Februar 1992 |
920208 |
ENERGIE-CHRONIK |
Im Umkreis von 15 Kilometern um Kernkraftwerke erkranken Kinder bis 15 Jahre nicht häufiger an Krebs als in anderen Regionen. Dies ergab eine Untersuchung, die der Leiter des Instituts für Medizinische Statistik und Dokumentation in Mainz, Jörg Michaelis, durchgeführt hat. Michaelis verglich 20 KKW-Standorte mit 20 Regionen, in denen sich keine Nuklearanlagen befinden. Ein "leicht erhöhtes relatives Risiko" fand er allerdings für Kinder bis fünf Jahre, die in einem Fünf-Kilometer-Radius um Kernkraftwerke aufwachsen. Michaelis hat die Studie mit Unterstützung des Bundesumweltministeriums erarbeitet. Er führt in seinem Institut das Kinderkrebsregister und verfügt daher über die Daten aller Krebserkrankungen von Kindern in der Bundesrepublik. Die Untersuchung erstreckte sich über den Zeitraum von 1980 bis 1990. Michaelis hat seine Ergebnisse am 13.2. gemeinsam mit Bundesumweltminister Töpfer in Bonn vorgestellt. Die jetzt vorgelegte Statistik soll durch eine weiterführende Fall-Kontrollstudie ergänzt werden, die auch die Ursachen von Leukämie-Erkrankungen berücksichtigt. Im Herbst will Töpfer Wissenschaftler aus der ganzen Welt versammeln, die alle Erkenntnisse über die Häufung von Leukämie in bestimmten Regionen aufarbeiten sollen (Handelsblatt, 14.2.; FAZ, 14.2.; siehe auch 920105).

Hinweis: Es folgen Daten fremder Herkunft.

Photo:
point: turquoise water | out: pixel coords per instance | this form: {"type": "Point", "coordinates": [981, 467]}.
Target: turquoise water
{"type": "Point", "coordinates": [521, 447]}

In Hamburg erkranken nicht mehr Kinder an Leukämie als in anderen Städten und Gemeinden der Bundesrepublik. Dies ergab eine Studie, deren Ergebnis Gesundheitssenator Ortwin Runde am 3.2. vorstellte (Hamburger Abendblatt, 4.2.; taz 4.2.).
Vor übereilten Schlußfolgerungen bei der Untersuchung der möglichen Ursachen von Leukämiehäufungen bei Kindern in den Gemeinden Sittensen und Elbmarsch hat der Leiter der niedersächsischen Expertenkommission, Prof. Erich Wichmann, gewarnt. "Wir denken womöglich, die Lösung ist da, und die tatsächliche Ursache wird dann nicht gefunden, nur weil wir eine bestimmte Lösung gern hätten", sagte Wichmann am 19.2. vor der Presse in Hamburg (dpa, 19.2.).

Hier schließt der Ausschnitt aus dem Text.